They say timing is everything, and if so then there is one particular group of cultural warriors who have hit pay-dirt.
Yes, cheeky iconoclasts Laibach roll into the UK this month (not literally, thankfully) to promote their new album 'Spectre' just as 6,000 (and rising) Russian paramilitaries are occupying parts of the Ukraine. For a band that broke out of the Yugoslavian cultural system only years before the Balkans exploded in a series of brutal wars it must seem that their most satirically bleak predictions have come to pass.
It is hard to recall a more precipitous tour by a major artist. Killing Joke toured the UK during the 1991 Gulf War, which was an irony delicious enough in itself for Jaz Coleman, but other than that it is very rare indeed for a band's music and context to synchronise so well.
So we could forgive them if they laughed the laugh of men & women vindicated. It is hard to believe that their epoch-defining album 'N.A.T.O', which was released in the midst of the Balkan wars, is twenty years old. In the intervening years we all slowly grew to forget the age of land grabs, annexations and European conflict, whilst all the while the Slovenian troupe constantly reminded us that these intractable problems had not gone away.
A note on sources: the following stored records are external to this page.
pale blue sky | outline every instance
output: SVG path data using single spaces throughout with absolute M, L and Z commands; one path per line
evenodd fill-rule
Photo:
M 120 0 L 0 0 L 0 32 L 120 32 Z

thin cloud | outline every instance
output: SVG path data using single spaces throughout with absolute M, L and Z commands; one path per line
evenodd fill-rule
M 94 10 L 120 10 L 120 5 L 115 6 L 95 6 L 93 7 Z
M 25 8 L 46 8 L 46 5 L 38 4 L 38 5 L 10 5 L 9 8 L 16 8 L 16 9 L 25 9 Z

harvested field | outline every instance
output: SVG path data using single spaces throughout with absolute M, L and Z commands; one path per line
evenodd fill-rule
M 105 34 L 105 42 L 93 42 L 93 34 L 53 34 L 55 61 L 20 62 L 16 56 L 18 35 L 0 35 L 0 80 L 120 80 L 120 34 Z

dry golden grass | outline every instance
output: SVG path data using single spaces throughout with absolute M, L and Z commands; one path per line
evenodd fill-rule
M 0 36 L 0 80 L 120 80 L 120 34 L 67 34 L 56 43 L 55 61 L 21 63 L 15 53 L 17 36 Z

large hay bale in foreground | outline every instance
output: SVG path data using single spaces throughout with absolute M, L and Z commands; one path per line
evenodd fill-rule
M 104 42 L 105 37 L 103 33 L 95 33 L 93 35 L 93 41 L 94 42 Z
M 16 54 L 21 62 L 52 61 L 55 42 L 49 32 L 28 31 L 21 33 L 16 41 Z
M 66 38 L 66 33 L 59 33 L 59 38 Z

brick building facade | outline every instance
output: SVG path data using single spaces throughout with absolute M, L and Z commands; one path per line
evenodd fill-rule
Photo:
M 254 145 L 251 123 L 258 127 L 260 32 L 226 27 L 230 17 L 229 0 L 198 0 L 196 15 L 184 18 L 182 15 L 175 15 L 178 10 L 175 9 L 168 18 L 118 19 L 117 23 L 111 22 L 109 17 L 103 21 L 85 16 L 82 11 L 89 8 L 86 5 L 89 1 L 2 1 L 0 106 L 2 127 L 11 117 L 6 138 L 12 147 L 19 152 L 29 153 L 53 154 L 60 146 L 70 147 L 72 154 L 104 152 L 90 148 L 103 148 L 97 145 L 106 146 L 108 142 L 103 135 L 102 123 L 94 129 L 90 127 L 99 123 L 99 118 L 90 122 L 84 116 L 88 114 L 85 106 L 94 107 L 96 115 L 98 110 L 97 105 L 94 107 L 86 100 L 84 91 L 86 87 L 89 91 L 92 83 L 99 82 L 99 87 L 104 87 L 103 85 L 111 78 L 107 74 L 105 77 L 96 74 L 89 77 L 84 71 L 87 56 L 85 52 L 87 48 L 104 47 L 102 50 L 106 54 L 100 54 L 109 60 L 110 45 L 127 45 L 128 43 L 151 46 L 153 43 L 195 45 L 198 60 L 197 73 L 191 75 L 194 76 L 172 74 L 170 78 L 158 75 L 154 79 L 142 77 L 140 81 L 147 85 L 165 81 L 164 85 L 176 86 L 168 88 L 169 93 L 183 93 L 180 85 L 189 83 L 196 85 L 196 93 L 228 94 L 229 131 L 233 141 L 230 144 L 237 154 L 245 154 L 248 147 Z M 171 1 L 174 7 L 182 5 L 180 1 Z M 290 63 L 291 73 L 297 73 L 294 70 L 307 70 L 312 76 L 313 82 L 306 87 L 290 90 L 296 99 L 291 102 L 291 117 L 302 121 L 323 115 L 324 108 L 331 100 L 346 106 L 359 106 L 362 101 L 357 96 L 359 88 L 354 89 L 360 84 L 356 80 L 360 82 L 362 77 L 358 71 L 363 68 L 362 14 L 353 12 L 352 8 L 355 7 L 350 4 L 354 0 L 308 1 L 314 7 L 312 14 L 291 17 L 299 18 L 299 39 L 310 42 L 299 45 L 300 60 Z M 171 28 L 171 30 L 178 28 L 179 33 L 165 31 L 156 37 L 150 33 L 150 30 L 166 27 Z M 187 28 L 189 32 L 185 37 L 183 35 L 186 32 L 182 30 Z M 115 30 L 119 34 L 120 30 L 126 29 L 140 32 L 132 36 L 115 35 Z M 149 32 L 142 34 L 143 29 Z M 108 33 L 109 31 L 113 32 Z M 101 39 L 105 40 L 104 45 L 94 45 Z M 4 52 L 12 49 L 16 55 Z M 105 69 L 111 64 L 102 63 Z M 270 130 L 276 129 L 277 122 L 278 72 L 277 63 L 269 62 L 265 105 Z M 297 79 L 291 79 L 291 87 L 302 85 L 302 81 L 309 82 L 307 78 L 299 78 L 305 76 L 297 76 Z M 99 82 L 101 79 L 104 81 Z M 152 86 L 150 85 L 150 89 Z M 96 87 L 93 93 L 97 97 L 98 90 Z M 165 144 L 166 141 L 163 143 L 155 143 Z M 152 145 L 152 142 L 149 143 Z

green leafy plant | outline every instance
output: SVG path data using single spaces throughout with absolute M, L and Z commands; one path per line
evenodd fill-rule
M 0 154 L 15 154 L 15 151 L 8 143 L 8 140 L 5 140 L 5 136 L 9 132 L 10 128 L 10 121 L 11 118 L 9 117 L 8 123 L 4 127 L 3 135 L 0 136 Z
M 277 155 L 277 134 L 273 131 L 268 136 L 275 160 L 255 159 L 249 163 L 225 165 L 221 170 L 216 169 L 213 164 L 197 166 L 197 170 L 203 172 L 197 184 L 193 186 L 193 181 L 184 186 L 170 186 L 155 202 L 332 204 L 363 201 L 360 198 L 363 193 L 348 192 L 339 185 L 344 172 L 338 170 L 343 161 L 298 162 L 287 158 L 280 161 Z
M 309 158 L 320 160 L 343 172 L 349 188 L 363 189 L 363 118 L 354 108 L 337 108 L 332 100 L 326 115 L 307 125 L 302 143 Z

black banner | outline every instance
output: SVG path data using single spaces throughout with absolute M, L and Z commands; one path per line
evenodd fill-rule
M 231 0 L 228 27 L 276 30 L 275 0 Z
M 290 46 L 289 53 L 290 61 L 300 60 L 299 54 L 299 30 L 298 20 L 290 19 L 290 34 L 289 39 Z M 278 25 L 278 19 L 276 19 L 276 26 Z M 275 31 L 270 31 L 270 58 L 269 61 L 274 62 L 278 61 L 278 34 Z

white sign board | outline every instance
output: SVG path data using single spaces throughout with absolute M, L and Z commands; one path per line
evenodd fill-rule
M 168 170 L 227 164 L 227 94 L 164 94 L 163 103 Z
The 'end of history', the 'war on terror' and 'the hour of Europe' all seem a very long way away now, so perhaps we should all have been paying more attention. Laibach cast a deliciously cynical eye over art, ideologies, nations and structures and told us how dangerous and futile they all were. However, they also pointed out that these things are more durable than the cocky post-modernists of the Blair-Bush years suggested. Now we have a conflict in Europe seemingly devoid of any ideology at all, and the cherished linchpins of modern European security (NATO and the EU) are flailing in the face of a rather retro Russian offensive. All so very 1968, darling, but with 24/7 rolling news coverage and a social media soundtrack to boot (or is that jackboot?)
So we have the sight and sound of an industrial rock act that are formed over 30 years ago actually becoming more relevant with age. It's hard to tell if Laibach are more & more reflecting the times or if the times are more & more reflecting Laibach. Watching the news it almost looks like a giant art installation about the nature of war and the media - but if the combatants get to the stage of blasting rock music at each other a la General Noriega in Panama then don't be surprised if the soundtrack is 'W.A.T' rather than ZZ Top.
Nobody knows where the situation in the Crimea is going, but we do know that these cultural eclipses don't happen very often. So cherish these moments and get down to London on the 12th March to see them...before things get really interesting.